The One Thing Fans Hate Most About Costco's Food Court Ice Cream
If someone with a sweet tooth were to rank every item at the Costco food court, the ice cream would probably make it to the top of the list. It's a great deal in the U.S.: $1.99 for a 16 oz cup of ice cream with the option to upgrade to a sundae with flavored syrup for just $.50 more. And though for now Costco only offers simple vanilla ice cream as the base (though it's supposedly testing out new food court ice cream flavors), one huge complaint some Costco shoppers have about the warehouse store's frozen treat doesn't have to do with the limited selection. It's all about how the ice cream is served.
One Canadian TikTok user posted a video captioned "POV: you want to eat your ice cream right away but they give you this gag worthy wooden spoon." It turns out that in some Canadian and Australian Costco stores — and some locations in the U.S. like San Francisco — customers in the food court are given wooden spoons instead of plastic ones. This is most likely for environmental reasons, but even so, not everyone is a fan. The TikTok video in question got more than 1 million views and has nearly 1,000 comments of people mostly standing in solidarity with the original poster's hatred of wooden utensils.

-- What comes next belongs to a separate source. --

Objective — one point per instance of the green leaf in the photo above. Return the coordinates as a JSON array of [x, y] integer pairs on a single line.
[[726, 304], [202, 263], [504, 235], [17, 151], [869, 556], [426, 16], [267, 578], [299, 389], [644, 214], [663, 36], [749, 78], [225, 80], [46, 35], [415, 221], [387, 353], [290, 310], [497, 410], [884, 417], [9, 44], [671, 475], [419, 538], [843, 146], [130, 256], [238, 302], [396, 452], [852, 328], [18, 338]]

Wooden utensils are polarizing
What's so bad about trying to eat Costco's food court ice cream with a wooden spoon? According to many customers replying to the viral TikTok video, a lot. "I'd literally genuinely rather eat my own shoe that put a cold wooden spoon near my teeth," shared one commenter, while another gave an unconventional tip for the haters. "I soak the spoon in my mouth first, to get the taste out." You do you, creative customer.
Others shared that they don't mind the wooden spoons at the Costco food court, and some even professed to love them. "I love the taste of wooden spoons," shared one commenter, while another said, "they're fun to chew." Why do some people love this utensil style while others hate it? The tongue is an extremely sensitive organ, one that can even discern particle sizes in the foods we eat, which is part of why texture can determine if we like a food or not (for instance, preferring creamy mashed potatoes to grainy or gloppy mashed potatoes). But people have their own preferences, which is why to some, eating with a wooden spoon is "nails on a chalkboard" (via Reddit), while to others, they "taste and feel so good."
There's one tasty way to avoid the spoon debacle altogether. This Costco churro ice cream hack is what food court dreams are made of, because at the end of the day, it's hard to argue with using a churro to eat ice cream instead of a spoon.